We're thrilled to announce the first stable release of ClusterKit - bringing state-of-the-art dimensionality reduction and clustering algorithms to Ruby through native Rust bindings!

🎯 What is ClusterKit?

ClusterKit provides Ruby developers with fast, reliable implementations of essential machine learning algorithms. No more shelling out to Python or dealing with complex dependencies - run UMAP, PCA, K-means, and HDBSCAN directly in your Ruby process with performance that matches (and often exceeds) scikit-learn.

⚡️ Core Features

Dimensionality Reduction

  • UMAP - State-of-the-art manifold learning for visualization and preprocessing
  • PCA - Fast Principal Component Analysis with explained variance
  • SVD - Singular Value Decomposition for matrix factorization

Advanced Clustering

  • K-means - With automatic cluster detection via elbow method
  • HDBSCAN - Density-based clustering that finds clusters and noise automatically
  • Silhouette scoring - Evaluate cluster quality

Built for Ruby

  • Scikit-learn-like API - Familiar fit, transform, and fit_transform methods
  • Native Ruby types - Works seamlessly with Ruby arrays and Numo::NArray
  • Comprehensive error handling - Clear Ruby exceptions with helpful messages
  • Reproducible results - Seed support for deterministic outputs

🚀 Quick Example

require 'clusterkit'

# Generate sample data (100 points, 50 dimensions, 3 natural clusters)
srand(42)  # Reproducible results
data = []
3.times do |cluster|
  center = Array.new(50) { rand * 0.1 + cluster * 2.0 }
  33.times do
    point = center.map { |c| c + (rand - 0.5) * 0.3 }
    data << point
  end
end

# Reduce to 2D with UMAP
umap = ClusterKit::Dimensionality::UMAP.new(n_components: 2, n_neighbors: 5)
embedded = umap.fit_transform(data)

# Find clusters automatically
elbow_scores = ClusterKit::Clustering::KMeans.elbow_method(embedded, k_range: 2..6)
optimal_k = ClusterKit::Clustering::KMeans.detect_optimal_k(elbow_scores)

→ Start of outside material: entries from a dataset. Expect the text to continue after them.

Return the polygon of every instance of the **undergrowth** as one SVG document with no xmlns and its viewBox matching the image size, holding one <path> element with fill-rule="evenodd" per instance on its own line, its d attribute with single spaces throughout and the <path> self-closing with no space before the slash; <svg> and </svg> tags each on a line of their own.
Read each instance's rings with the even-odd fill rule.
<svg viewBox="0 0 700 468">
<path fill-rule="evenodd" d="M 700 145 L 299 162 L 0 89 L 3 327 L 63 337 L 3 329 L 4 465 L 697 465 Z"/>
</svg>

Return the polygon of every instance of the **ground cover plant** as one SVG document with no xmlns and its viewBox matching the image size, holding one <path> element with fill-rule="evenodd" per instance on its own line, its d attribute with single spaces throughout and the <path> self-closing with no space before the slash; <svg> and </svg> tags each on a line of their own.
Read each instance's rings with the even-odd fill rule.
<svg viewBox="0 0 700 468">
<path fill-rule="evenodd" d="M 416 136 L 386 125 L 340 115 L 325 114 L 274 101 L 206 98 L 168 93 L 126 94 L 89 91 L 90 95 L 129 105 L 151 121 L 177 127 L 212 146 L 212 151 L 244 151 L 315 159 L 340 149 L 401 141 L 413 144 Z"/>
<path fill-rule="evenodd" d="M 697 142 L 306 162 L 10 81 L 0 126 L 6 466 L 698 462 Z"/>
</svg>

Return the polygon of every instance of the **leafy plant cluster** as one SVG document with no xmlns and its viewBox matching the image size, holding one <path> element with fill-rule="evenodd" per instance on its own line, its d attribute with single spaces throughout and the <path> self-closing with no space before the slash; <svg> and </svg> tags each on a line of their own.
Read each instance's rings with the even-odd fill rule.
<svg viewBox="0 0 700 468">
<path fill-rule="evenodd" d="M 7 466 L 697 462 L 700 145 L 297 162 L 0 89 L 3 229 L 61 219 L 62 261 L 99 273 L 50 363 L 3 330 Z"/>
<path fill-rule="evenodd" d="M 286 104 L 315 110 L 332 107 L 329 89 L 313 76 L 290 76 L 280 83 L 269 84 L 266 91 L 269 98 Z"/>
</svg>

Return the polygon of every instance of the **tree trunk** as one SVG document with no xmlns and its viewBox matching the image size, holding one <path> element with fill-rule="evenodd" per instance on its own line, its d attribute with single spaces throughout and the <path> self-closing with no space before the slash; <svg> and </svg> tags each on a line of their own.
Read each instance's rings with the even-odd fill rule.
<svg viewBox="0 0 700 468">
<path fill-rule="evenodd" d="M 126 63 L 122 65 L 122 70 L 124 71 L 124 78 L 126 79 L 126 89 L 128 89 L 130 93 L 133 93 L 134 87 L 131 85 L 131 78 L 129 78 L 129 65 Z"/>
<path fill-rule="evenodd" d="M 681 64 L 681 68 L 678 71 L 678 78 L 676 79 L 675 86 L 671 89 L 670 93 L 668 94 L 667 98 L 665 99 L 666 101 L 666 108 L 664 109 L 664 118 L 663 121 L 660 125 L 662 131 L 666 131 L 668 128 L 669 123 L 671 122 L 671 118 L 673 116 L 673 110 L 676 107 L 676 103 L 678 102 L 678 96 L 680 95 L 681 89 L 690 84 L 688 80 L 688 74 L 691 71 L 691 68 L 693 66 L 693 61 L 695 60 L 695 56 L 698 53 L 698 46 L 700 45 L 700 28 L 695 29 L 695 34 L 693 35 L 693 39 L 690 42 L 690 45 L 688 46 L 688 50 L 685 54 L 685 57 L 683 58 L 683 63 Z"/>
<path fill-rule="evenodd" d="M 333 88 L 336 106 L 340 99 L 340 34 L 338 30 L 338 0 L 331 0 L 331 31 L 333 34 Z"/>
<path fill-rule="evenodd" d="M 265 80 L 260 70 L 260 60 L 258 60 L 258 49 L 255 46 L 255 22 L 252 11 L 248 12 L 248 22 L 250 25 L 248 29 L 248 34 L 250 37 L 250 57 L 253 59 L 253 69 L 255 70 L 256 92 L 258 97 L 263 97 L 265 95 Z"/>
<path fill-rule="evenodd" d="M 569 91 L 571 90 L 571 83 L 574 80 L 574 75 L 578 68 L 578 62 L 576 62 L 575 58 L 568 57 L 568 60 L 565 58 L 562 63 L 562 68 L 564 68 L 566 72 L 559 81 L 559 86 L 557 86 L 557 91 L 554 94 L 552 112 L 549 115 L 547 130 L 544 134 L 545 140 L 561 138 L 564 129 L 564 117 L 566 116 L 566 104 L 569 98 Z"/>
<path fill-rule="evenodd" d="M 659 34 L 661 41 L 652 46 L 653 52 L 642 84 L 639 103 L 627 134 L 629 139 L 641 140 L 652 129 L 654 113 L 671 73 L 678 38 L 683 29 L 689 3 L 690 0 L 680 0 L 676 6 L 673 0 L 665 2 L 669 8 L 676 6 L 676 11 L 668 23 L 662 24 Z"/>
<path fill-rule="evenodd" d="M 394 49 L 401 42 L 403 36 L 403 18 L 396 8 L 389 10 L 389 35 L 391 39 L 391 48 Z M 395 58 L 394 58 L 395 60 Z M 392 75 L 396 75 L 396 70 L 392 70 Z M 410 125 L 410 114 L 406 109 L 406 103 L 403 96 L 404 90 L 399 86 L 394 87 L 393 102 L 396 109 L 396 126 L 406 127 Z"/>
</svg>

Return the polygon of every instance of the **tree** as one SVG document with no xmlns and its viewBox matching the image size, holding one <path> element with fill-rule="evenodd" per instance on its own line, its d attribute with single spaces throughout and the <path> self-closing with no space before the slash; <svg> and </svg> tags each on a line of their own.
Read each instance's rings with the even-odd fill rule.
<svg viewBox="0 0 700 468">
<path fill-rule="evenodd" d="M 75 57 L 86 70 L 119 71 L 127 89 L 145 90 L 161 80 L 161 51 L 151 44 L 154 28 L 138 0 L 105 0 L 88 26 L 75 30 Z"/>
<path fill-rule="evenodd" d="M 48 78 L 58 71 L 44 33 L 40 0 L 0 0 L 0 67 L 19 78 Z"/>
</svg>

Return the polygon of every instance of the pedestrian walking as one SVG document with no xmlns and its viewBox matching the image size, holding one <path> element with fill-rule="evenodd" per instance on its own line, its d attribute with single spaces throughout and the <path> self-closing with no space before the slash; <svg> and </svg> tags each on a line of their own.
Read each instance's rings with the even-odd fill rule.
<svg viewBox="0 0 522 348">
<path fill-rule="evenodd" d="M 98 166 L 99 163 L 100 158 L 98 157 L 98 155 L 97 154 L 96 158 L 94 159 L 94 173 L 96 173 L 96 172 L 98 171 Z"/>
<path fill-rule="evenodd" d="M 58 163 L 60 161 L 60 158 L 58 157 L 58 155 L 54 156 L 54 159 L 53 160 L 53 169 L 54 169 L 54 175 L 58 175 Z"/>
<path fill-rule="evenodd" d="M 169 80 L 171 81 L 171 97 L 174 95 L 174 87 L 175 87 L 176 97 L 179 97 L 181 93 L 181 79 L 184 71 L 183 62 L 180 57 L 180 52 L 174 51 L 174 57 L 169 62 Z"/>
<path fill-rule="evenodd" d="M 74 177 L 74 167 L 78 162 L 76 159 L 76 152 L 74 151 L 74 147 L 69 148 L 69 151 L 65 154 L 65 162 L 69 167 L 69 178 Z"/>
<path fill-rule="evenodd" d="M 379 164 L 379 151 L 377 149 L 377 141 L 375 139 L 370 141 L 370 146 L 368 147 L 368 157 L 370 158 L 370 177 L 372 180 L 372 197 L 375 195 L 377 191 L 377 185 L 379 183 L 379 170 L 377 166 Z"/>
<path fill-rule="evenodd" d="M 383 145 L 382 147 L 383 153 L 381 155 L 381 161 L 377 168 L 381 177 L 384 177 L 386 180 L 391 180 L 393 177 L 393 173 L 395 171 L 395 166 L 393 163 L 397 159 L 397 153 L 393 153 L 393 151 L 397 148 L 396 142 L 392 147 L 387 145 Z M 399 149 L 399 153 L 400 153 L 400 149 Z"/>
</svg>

kmeans = ClusterKit::Clustering::KMeans.new(k: optimal_k)
labels = kmeans.fit_predict(embedded)
puts "Found #{labels.uniq.size} clusters"

# Try density-based clustering
hdbscan = ClusterKit::Clustering::HDBSCAN.new(min_samples: 5)
hdbscan_labels = hdbscan.fit_predict(embedded)
puts "HDBSCAN found #{hdbscan.n_clusters} clusters with #{hdbscan.n_noise_points} noise points"

🎨 Built-in Visualization

Generate interactive HTML visualizations with a single command:

rake clusterkit:visualize

Creates beautiful side-by-side comparisons of dimensionality reduction methods with clustering results - perfect for exploratory data analysis.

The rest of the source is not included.